「準備室の鍵返してくるから正門で待ってて。」
職員室に向かう先生とエントランスで別れる。
正門までの道は人気がなく、ただ落ち葉が舞っているばかり。
葉を振るった木立にひゅうと寂しげな音をたてて風が抜ける。
「寒…」
襟元のピンクのギンガムチェックのマフラーを押さえる。
一緒に帰ろう、って…
無意識に胸が高鳴る。けど…
でもそんな気持ちは本当は許されないの、分かってるから。
(辛いんだよ、凄く…
先生には分かんないだろうけど。)
正門を潜り、門柱の脇で足を止める。
俯くと、早々と点いた街灯の灯りで足元に落ちる影が眼に入る。
「舞奈。
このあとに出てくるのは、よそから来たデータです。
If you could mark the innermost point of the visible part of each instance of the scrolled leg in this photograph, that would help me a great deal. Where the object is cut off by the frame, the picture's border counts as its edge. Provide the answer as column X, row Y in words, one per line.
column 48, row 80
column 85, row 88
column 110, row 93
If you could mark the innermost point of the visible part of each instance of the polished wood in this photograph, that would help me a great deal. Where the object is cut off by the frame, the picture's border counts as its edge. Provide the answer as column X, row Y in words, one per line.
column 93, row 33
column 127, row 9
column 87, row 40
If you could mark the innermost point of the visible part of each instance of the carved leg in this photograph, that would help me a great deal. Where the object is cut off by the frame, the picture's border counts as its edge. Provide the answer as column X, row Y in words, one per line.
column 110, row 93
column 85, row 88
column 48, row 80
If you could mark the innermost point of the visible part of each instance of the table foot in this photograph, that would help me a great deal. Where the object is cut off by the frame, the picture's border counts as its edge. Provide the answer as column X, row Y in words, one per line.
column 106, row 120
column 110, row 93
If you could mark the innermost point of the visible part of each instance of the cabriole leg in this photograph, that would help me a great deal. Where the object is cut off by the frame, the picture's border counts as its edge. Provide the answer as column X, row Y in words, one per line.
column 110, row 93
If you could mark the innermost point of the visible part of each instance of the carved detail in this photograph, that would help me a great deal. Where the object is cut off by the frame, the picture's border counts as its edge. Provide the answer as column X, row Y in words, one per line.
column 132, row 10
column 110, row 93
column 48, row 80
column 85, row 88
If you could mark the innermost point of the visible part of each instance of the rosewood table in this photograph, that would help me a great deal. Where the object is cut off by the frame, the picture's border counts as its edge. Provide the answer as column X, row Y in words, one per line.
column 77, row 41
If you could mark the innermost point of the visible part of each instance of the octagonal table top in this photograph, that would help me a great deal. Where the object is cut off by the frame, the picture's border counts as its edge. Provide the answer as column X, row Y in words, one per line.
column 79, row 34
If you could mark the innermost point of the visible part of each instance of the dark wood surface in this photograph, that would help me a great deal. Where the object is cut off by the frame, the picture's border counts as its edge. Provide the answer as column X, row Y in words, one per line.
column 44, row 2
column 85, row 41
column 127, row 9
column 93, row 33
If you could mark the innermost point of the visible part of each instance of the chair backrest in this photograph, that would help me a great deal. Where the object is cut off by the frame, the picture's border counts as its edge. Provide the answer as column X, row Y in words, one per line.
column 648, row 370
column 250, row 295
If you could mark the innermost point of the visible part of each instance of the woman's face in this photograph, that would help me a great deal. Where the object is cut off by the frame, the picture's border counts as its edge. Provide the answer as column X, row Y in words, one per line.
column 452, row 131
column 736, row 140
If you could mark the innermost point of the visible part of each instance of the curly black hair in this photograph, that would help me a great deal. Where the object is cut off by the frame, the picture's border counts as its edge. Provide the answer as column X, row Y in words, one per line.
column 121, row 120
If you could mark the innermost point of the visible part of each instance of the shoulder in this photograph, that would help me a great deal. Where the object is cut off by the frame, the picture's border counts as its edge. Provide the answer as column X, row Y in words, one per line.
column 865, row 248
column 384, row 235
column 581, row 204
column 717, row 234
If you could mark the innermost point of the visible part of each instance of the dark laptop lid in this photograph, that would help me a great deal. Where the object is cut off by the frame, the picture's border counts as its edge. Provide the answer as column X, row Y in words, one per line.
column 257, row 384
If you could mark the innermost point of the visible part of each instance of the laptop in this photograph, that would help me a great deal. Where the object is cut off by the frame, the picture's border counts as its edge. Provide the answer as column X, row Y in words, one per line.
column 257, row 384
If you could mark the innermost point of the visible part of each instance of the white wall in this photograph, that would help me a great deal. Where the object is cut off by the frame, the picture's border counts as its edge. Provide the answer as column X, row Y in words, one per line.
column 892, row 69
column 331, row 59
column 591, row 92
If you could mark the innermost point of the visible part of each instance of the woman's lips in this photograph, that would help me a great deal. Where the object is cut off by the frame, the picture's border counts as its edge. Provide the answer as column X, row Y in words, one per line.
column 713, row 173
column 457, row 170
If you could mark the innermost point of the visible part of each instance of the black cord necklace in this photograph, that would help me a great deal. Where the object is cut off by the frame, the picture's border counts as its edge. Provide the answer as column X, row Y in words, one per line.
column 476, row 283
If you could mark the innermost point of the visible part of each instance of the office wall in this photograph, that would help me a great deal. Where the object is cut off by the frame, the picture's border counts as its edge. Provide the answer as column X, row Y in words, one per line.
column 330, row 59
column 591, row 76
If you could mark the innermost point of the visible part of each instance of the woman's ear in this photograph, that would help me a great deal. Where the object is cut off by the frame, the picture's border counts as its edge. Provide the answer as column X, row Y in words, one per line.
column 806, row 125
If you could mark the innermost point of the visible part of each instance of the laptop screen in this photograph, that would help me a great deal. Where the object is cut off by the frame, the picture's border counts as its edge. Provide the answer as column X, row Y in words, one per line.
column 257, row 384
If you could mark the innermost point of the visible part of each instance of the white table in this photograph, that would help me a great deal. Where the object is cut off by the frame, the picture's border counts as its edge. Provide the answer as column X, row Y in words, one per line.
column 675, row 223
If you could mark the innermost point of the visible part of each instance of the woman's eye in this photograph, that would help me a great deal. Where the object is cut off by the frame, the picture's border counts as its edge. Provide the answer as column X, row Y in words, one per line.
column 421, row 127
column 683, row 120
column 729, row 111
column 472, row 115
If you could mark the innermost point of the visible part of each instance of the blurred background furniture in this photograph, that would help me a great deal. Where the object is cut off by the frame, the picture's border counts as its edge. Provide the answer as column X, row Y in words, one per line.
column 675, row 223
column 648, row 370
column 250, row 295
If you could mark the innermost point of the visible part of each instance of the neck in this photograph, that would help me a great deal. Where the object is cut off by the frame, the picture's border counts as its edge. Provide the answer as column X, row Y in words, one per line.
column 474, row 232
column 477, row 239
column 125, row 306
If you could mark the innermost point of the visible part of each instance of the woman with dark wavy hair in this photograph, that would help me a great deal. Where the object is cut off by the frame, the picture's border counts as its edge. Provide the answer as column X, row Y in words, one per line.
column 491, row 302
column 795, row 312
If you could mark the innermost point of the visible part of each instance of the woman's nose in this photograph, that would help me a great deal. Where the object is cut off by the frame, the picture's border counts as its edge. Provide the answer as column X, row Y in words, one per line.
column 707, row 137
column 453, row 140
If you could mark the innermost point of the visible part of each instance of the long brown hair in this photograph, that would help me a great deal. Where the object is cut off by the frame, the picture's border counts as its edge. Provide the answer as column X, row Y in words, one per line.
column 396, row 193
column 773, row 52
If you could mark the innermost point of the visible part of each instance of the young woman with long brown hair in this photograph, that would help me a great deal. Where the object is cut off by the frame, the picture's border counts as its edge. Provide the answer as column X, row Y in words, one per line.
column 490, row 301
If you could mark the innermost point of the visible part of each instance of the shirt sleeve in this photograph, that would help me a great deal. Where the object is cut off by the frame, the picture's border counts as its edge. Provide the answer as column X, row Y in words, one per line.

」
「!?」
不意に名前を呼んだその声に聞き覚えがあった。
いや、聞き覚えどころじゃない。
「清瀬くん!」
「ったく。遅ぇよ。」
「こっ!こんなとこで何してんのっ!?」
「お前のこと待ってんの。
だってほら、俺時間ねぇし。」
「時間?」
「お前の心の傷が癒えるまでに落とすって言ったろ?
元気になったんでもう結構です、って言われる前に攻めて攻めて攻め落とさないと、な。」
「!」
清瀬くんの紅茶色の髪が北風になびき、いたずらっぽい瞳がきらりと光る。